I suppose that the extent to which man has taken thought for his house has been a rough measure of his advance in civilization. The actual house that covers him is but a part of the housing problem. The housing problem is conditioned by the supply of water and a system of sewerage. There were fine houses in classical times and fine houses in the middle ages for the rich, but there was not much safety from disease, for adequate drainage is of very recent date; so is a pure water supply. It is not many years ago that the general theory was discovered, and yet before that discovery it was commonly deemed very unsafe on the continent of Europe to drink water. Water at best was for washing, not for internal use. They did not know why it was dangerous but they rightly concluded that it was dangerous. So in my youth in this country night air was regarded as dangerous. In the heat of summer prudent persons kept their windows shut. It was possibly well that they did so, for they excluded the mosquitoes that would have given them malaria. They did not know why they kept their windows shut, but there was a reason.....In most growing cities of the United States the worst housing conditions are to be found where houses built for the use of one family are used for many families either with or without some structural changes. A large majority of the people of the United States are housed in wooden buildings constructed for the use of one family. If properly constructed and adequately spaced, they afford very good homes indeed. When poorly constructed and placed close together they are insanitary and constitute a serious fire hazard.....

We have interfered with the production of wealth by tariffs and various forms of stupid taxes but in spite of these interferences our natural advantages have been so great that the production of wealth has increased at an amazing speed. We have interfered with the equitable distribution of this wealth and so have reduced the quantity of production as well as given to some persons more than they earn, with a consequence that the other persons have received less than they earn.
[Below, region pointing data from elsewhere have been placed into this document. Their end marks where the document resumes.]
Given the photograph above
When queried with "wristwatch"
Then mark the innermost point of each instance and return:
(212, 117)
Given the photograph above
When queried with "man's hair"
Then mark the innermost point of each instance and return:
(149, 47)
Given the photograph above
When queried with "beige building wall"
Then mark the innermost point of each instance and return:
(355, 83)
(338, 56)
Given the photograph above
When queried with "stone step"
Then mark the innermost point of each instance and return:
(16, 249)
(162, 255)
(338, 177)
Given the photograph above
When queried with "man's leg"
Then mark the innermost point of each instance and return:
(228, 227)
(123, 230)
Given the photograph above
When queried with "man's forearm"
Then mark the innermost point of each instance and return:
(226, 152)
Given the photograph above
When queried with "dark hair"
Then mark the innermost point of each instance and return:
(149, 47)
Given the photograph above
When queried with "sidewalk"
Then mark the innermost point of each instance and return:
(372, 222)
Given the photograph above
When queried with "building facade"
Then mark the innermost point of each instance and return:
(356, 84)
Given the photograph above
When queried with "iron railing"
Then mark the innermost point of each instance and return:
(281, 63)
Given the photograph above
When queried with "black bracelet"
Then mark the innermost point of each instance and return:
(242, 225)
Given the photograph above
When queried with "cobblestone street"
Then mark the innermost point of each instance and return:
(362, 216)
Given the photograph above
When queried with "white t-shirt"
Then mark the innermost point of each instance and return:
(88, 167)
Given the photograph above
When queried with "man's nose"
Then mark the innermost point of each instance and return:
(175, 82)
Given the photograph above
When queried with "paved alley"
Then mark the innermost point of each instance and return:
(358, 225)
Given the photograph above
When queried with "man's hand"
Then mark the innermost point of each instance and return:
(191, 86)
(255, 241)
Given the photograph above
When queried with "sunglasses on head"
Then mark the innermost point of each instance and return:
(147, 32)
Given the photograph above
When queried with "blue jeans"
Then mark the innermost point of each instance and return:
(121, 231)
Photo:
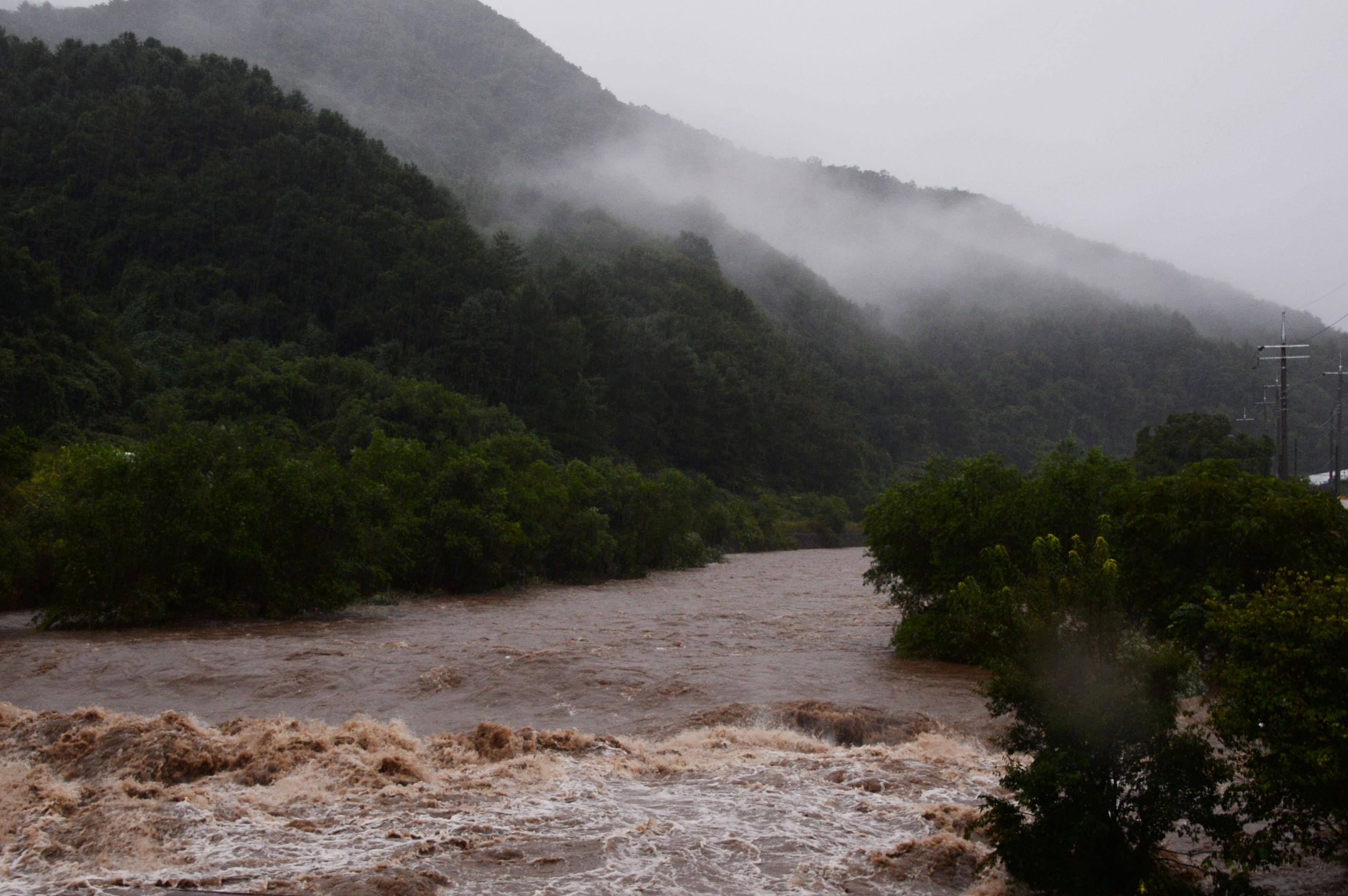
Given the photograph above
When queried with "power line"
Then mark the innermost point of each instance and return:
(1327, 328)
(1326, 296)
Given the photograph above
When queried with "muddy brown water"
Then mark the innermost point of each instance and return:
(735, 729)
(635, 657)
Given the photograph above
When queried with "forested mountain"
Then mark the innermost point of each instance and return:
(467, 95)
(989, 355)
(193, 209)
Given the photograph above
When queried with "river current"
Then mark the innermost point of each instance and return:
(735, 729)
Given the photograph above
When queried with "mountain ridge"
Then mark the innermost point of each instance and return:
(424, 77)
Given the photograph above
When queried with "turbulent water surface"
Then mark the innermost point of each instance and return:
(735, 729)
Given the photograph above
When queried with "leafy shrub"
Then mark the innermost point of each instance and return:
(929, 534)
(1284, 713)
(1110, 774)
(204, 520)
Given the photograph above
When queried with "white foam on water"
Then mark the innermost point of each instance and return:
(719, 810)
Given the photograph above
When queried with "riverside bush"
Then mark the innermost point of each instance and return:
(943, 539)
(233, 520)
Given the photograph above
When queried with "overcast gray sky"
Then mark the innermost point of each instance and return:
(1210, 134)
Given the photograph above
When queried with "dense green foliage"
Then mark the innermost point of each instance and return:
(932, 531)
(1188, 438)
(230, 520)
(190, 203)
(1110, 775)
(947, 541)
(266, 360)
(1284, 712)
(463, 91)
(1092, 648)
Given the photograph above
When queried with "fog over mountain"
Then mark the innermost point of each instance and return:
(471, 98)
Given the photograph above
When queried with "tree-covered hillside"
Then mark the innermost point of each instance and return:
(189, 204)
(468, 95)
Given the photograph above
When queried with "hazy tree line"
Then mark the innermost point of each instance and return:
(1102, 593)
(239, 341)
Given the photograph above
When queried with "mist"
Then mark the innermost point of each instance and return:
(1210, 135)
(878, 240)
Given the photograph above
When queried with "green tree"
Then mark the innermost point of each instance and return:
(1109, 775)
(1188, 438)
(1282, 712)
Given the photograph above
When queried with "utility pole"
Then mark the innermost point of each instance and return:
(1282, 357)
(1338, 432)
(1268, 403)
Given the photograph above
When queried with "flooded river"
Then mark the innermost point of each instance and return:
(735, 729)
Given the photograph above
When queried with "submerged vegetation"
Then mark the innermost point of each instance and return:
(251, 364)
(265, 363)
(1099, 600)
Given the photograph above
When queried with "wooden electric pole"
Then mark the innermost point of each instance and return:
(1282, 357)
(1338, 429)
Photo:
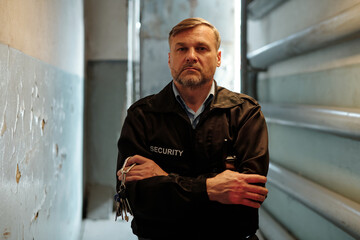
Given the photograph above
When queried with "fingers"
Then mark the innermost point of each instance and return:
(254, 178)
(137, 159)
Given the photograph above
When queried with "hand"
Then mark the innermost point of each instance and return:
(231, 187)
(144, 168)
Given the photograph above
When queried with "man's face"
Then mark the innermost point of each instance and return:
(193, 56)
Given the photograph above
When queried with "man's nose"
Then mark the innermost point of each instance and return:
(191, 55)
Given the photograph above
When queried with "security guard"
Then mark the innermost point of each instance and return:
(201, 151)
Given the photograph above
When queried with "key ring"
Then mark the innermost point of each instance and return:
(124, 172)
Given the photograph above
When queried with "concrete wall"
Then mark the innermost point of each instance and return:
(325, 77)
(41, 119)
(157, 19)
(106, 47)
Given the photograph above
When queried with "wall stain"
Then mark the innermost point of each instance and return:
(18, 173)
(6, 234)
(42, 126)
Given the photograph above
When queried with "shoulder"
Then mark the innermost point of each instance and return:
(227, 98)
(155, 102)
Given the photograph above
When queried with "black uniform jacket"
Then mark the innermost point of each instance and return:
(177, 206)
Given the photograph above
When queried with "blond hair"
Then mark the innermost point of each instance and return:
(191, 23)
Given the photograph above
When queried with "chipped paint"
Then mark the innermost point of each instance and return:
(3, 126)
(40, 149)
(18, 173)
(6, 234)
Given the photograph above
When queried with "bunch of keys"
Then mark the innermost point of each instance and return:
(122, 203)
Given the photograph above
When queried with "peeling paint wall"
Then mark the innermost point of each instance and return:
(41, 119)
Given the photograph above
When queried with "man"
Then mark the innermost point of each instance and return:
(200, 150)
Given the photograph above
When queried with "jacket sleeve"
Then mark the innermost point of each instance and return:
(150, 198)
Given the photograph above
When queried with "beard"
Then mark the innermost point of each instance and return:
(191, 80)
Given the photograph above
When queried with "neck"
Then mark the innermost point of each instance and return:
(194, 96)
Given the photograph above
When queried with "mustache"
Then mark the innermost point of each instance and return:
(190, 66)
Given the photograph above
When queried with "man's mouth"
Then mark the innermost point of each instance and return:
(191, 69)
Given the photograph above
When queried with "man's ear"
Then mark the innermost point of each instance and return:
(169, 59)
(218, 59)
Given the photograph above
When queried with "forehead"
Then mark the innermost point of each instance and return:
(198, 34)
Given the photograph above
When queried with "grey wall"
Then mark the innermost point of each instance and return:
(41, 119)
(327, 77)
(106, 68)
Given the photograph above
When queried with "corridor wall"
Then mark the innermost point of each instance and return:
(41, 119)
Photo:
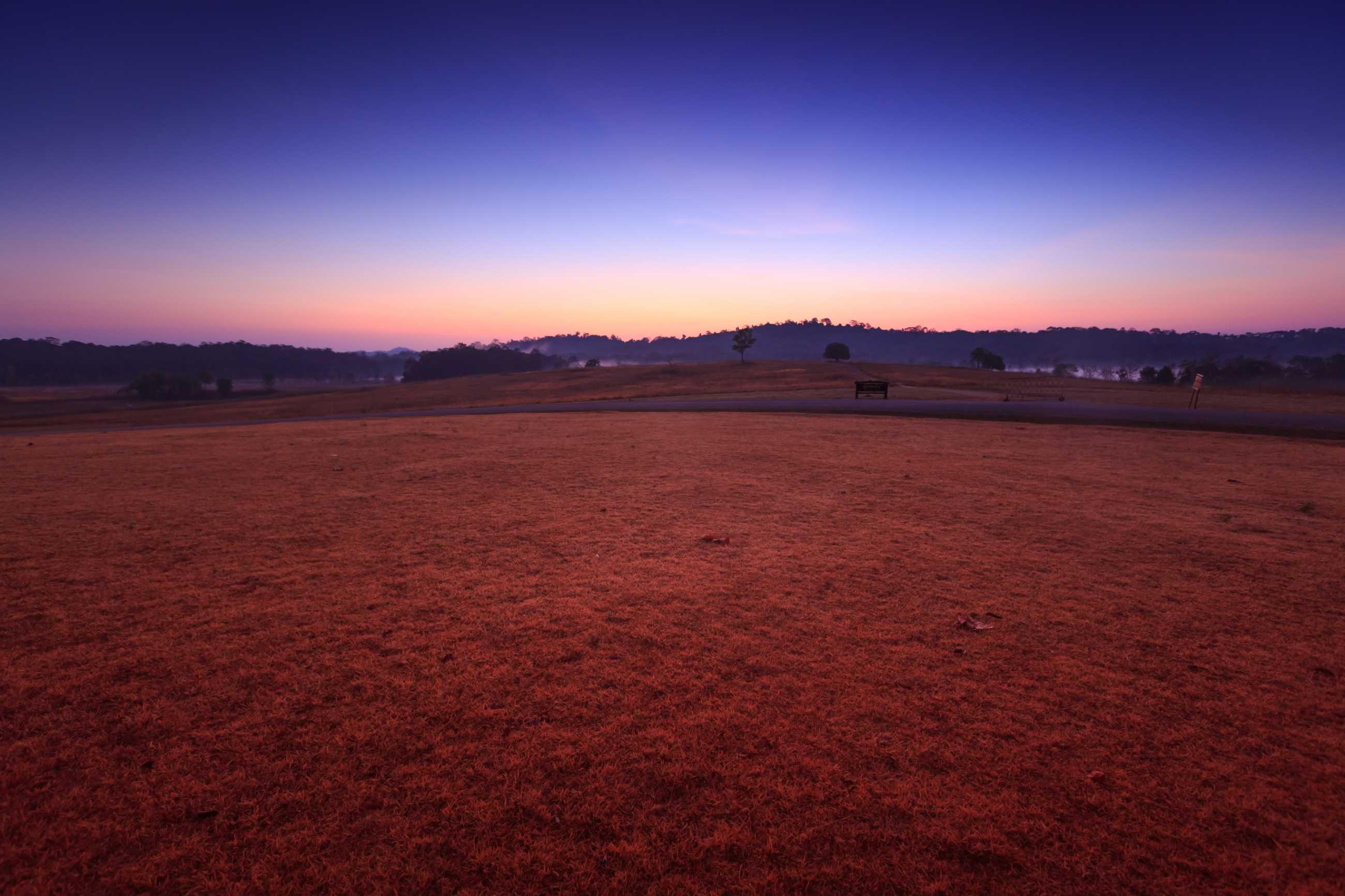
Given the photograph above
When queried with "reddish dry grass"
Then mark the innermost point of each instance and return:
(760, 379)
(496, 655)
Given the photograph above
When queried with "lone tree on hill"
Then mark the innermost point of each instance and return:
(987, 360)
(837, 353)
(743, 340)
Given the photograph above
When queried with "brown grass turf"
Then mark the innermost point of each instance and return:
(760, 379)
(494, 655)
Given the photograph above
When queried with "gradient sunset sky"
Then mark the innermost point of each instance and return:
(366, 178)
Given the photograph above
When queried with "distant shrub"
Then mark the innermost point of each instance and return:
(987, 360)
(165, 386)
(148, 385)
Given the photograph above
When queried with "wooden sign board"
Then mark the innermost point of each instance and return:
(871, 387)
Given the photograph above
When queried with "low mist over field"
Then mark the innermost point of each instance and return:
(662, 449)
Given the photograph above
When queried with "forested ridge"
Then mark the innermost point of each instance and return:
(1021, 350)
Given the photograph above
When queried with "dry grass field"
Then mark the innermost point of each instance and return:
(494, 655)
(84, 409)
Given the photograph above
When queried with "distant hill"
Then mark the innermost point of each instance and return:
(392, 351)
(49, 362)
(1082, 346)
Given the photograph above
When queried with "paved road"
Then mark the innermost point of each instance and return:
(1081, 413)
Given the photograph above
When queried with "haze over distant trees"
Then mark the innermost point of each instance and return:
(466, 360)
(1087, 347)
(49, 362)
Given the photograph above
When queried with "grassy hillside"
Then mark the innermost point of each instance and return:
(760, 379)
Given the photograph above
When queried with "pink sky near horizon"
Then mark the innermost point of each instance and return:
(116, 299)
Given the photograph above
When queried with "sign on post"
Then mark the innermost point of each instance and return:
(871, 387)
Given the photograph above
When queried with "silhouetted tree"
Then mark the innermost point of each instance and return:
(985, 359)
(743, 340)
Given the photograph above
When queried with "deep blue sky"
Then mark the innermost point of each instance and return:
(358, 176)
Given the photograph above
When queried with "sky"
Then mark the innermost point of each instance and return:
(396, 175)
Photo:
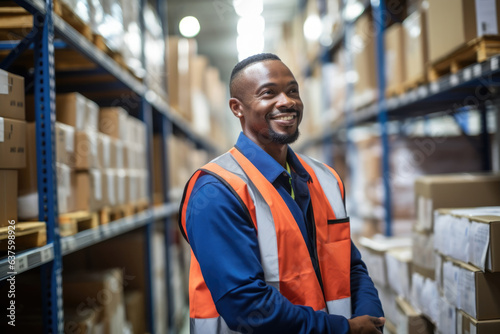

If all governmental interference were swept away, it would seem to-day that the power to produce wealth in the United States is so tremendous that every family should be well housed according to the standards of to-day. We know that they are not, but that they are well housed on the average according to the standards of not long ago.....

1 Adapted from "The Housing of the Very Poor" (abstract of a paper read before the International Housing and Town Planning Congress, Paris), American City, July, 1928.